Well, wanted to look at numbers seeing if it was “correct”, and how often that was the case. Rather than just trying an arbitrary set of descriptors and going “hmm, I guess that’s slightly better?”. Mainly cuz each new analysis pipeline still takes me ages to set up, so I can’t easily pivot between radically different sets of descriptors/stats to compare a plotting.
So in your case here, if the inputs are stats of the raw descriptors and the outputs are that plus the stats of the derivatives, that might be very hard for the neural network to learn to predict.
In this case they be completely different descriptors/stats. What I’m thinking, at the moment, is running a fresh PCA/UMAP on each pool of descriptors. So it may be that the dimensions may have no overlap whatsoever between the two ends. In addition the longer analysis may include more initial dimensions too.
So the short window may have mean of loudness, std of MFCC3, pitch confidence (,etc…) and the long window may have mean of deriv of peak, time centroid, skewness of pitch(, etc…).
The problem is that as soon as you try to put in other sounds, the neural network will give poor predictions.
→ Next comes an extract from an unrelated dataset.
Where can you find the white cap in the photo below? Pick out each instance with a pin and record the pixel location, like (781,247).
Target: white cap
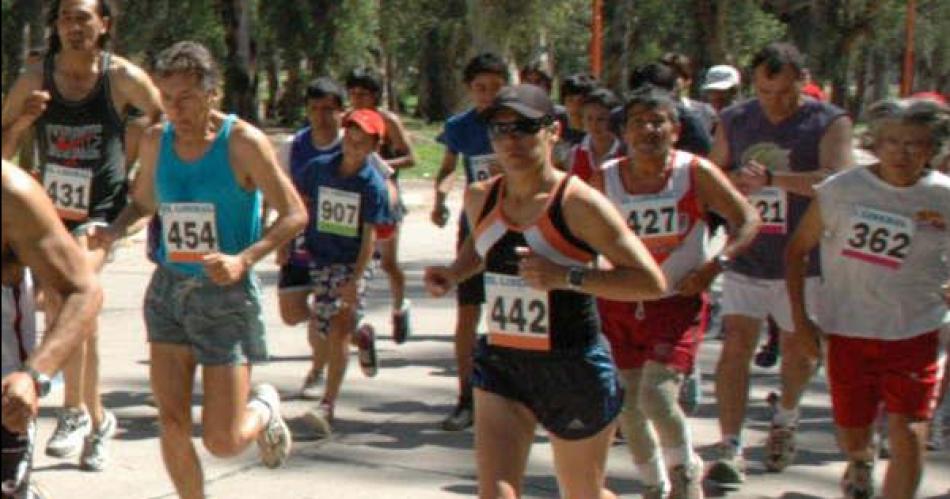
(721,77)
My original original idea was to just have a classifier rather than a regressor such that I would have an accurate analysis of the input sound, and then “some kind of idea” of what the rest of the sound may be based on the nearest match in the pre-analyzed corpus.
If you have the longer analysis window, no need to include the short analysis window! (Since you were trying to predict the longer one anyway!?) However, what could be useful is to use the two in coordination as in, the attack portion and a longer portion as you mention above.
The whole reason for this is that I want to do it in realtime, and don’t have 100ms to wait around for the the longer analysis window. So the goal is to take a meager 256 sample analysis, and get some better info out of it than I can presently.